I tend to keep a lot of things to myself. I don't feel it is necessary for everyone to know about struggles I may be facing at the moment. And I really debated awhile about re-starting this blog.
How much should I share and what am I comfortable sharing?
Those close to me know that I get Migraines, some days you just can't hide that fact. The extent of how they consumed me was never shared with anyone, and until recently my own husband never knew what I went through almost daily.
As far back as I remember I have had headaches. I can still remember coming home from the park as a little girl and needing to lay in bed and sleep with a cold cloth over my eyes.
As an adult they went from occasional headaches to almost daily. I would wake up in the morning and know at that moment what would get me through the day. A great day was 2 Advil after breakfast and i would be good to go. A good day called for a stronger prescription strength (those were the ones I would get for a toothache or something and save just for my headaches) and a bad day was when I had to bring out the big guns. I would normally need a refill every month. And I would never leave the house without them. Very rare was there a day that I didn't have some kind of pounding going on in my head. I didn't want to be that person who was always complaining about something hurting so I never said anything except to my doctor. I couldn't hide the bad days though because those days I felt like my head was going to explode and they were the days that I couldn't hold back the tears, even though that made my head throb even more. I remember one day, the kids just would not stop making noise and all I wanted to do was close my eyes. I went into the bathroom, sat on the floor with the lights out and just cried. This was my normal.
And then one day they just stopped. They became less and less and I realized it when I opened my drawer and saw my Migraine pills.
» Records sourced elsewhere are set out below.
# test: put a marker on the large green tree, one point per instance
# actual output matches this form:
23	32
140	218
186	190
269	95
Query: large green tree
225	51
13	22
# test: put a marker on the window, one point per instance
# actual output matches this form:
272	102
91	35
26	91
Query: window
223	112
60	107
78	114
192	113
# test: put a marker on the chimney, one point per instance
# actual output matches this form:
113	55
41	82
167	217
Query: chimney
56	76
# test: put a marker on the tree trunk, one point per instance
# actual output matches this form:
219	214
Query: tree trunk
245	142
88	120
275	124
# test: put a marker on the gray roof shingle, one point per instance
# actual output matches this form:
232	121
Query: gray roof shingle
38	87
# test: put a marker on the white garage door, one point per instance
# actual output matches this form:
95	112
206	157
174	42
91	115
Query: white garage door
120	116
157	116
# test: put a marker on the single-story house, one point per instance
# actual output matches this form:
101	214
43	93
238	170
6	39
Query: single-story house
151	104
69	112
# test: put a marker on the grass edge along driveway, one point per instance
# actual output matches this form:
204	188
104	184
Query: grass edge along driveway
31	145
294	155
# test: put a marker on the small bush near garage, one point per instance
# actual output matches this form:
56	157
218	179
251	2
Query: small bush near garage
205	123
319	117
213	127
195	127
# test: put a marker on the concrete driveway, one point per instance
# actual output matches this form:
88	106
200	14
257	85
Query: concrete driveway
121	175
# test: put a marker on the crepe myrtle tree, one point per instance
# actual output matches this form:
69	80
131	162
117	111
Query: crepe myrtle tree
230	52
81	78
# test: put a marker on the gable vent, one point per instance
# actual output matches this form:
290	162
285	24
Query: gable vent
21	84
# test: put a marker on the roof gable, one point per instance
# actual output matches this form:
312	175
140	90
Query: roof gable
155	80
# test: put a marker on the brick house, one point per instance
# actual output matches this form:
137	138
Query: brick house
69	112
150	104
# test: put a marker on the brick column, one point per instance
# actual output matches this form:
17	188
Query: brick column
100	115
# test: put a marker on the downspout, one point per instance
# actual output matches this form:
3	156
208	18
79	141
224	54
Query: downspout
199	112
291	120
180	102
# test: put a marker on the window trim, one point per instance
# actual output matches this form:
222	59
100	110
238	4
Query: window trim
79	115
When was the last time I renewed my prescription? OMG....what is going on. When I sat down to think about it I realized that it was shortly after I started getting myself healthy. All I can figure was that something I was doing before was causing them and when I changed and stopped drinking soda, cutting out bad fast food and yes started drinking my shakes they went away. Was I doing something that had caused my headaches? All I know is that I never want to go back to that again so that means that I will never stop doing what I am doing now. No soda, it could have been something in there,. No McDonalds, maybe the fries or horrible meat caused them. Keep drinking my shakes because maybe my body was missing something that they have. I have no idea. All I know is that I feel like I have my life back and I don't want to give it back.
It has been 2 years since I have had a Migraine.